2. a hypoglycemic peptide-like homodimer, characterized in that the dimer is formed by connecting identical monomers through disulfide bonds formed by cysteines, thus forming an H-type GLP-1R activator peptide-like homodimer, wherein the cysteines used for connection are positioned at the 8 th position or 11 th position or 32 rd position or 33 rd position on the dimer monomers; wherein the dimer of cysteine 11 is formed by the activator-like peptide monomer of claim 1, and the specific sequence is any one of the structures shown in the following:

wherein, the specific structure of the dimer of the 11 th cysteine is one of the following two types:

wherein, the specific structure of the dimer of the 32 nd cysteine is one of the following two types:

wherein, the specific structure of the dimer of the 33 rd cysteine is one of the following two types:

wherein \' represents the disulfide bond formed between the two cysteines.

3. Use of a GLP-1R activator like peptide according to claim 1, or a homodimer according to claim 2, for the preparation of a medicament for the treatment of hyperglycemia, diabetes and obesity.

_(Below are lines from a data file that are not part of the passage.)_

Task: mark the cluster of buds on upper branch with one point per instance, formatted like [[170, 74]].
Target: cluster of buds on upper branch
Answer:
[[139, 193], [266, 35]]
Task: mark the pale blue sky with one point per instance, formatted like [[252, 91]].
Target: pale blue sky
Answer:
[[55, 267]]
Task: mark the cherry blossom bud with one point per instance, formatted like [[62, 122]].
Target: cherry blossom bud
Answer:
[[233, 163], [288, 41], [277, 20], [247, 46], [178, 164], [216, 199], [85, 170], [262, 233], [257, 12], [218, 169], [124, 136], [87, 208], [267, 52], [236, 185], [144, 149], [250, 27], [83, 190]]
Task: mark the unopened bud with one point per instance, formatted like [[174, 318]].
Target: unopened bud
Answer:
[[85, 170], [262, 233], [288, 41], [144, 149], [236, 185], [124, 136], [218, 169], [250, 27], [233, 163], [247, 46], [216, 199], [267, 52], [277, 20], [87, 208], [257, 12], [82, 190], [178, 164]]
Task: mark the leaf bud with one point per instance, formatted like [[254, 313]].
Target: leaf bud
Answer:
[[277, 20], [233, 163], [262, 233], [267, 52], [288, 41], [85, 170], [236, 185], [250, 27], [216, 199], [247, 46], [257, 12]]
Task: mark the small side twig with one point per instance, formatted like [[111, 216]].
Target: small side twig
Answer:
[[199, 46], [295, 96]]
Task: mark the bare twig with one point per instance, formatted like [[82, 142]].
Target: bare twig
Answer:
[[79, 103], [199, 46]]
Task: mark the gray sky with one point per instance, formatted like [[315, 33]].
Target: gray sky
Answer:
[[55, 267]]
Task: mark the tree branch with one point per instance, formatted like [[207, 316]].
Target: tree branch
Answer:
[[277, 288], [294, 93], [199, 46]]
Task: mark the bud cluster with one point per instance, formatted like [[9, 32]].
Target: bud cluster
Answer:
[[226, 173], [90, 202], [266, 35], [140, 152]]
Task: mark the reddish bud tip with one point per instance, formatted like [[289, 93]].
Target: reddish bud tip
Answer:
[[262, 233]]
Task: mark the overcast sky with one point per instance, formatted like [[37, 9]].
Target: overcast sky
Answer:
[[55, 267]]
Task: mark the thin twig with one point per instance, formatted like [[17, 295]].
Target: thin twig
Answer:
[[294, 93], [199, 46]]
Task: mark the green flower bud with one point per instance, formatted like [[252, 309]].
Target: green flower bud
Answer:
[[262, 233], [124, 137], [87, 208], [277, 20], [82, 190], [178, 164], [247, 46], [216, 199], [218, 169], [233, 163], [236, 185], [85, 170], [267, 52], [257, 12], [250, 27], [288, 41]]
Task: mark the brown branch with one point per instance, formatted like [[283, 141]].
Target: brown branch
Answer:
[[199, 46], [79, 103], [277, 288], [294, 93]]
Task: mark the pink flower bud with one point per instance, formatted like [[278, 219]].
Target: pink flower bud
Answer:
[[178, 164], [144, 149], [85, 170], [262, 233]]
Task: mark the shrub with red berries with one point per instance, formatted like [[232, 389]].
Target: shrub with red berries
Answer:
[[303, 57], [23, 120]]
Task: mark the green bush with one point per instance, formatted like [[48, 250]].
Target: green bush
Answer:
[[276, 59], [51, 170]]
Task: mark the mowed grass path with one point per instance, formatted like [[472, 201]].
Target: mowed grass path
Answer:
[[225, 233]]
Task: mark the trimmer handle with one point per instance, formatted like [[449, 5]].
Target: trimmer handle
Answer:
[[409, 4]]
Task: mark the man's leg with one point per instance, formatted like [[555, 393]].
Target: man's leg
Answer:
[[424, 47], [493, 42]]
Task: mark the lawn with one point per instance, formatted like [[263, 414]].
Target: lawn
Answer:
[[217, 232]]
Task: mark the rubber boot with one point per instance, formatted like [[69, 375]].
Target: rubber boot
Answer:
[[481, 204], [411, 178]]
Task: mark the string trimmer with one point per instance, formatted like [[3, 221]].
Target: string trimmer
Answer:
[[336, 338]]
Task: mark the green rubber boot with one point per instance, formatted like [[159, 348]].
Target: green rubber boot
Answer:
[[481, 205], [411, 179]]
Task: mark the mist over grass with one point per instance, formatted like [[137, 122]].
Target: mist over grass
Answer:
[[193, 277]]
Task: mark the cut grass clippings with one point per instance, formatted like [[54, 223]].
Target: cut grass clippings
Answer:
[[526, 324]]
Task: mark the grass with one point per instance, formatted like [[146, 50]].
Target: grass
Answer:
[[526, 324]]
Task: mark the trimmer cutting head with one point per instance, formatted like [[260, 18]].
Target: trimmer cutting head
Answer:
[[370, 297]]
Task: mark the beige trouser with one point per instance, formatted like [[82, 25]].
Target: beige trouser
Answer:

4. A medicament for treating hyperglycemia, diabetes and obesity, characterized in that the medicament comprises the GLP-1R activator-like peptide or/and pharmaceutically acceptable salt thereof as an active ingredient; or the homodimer or/and pharmaceutically acceptable salt thereof as claimed in claim 2 as active ingredient.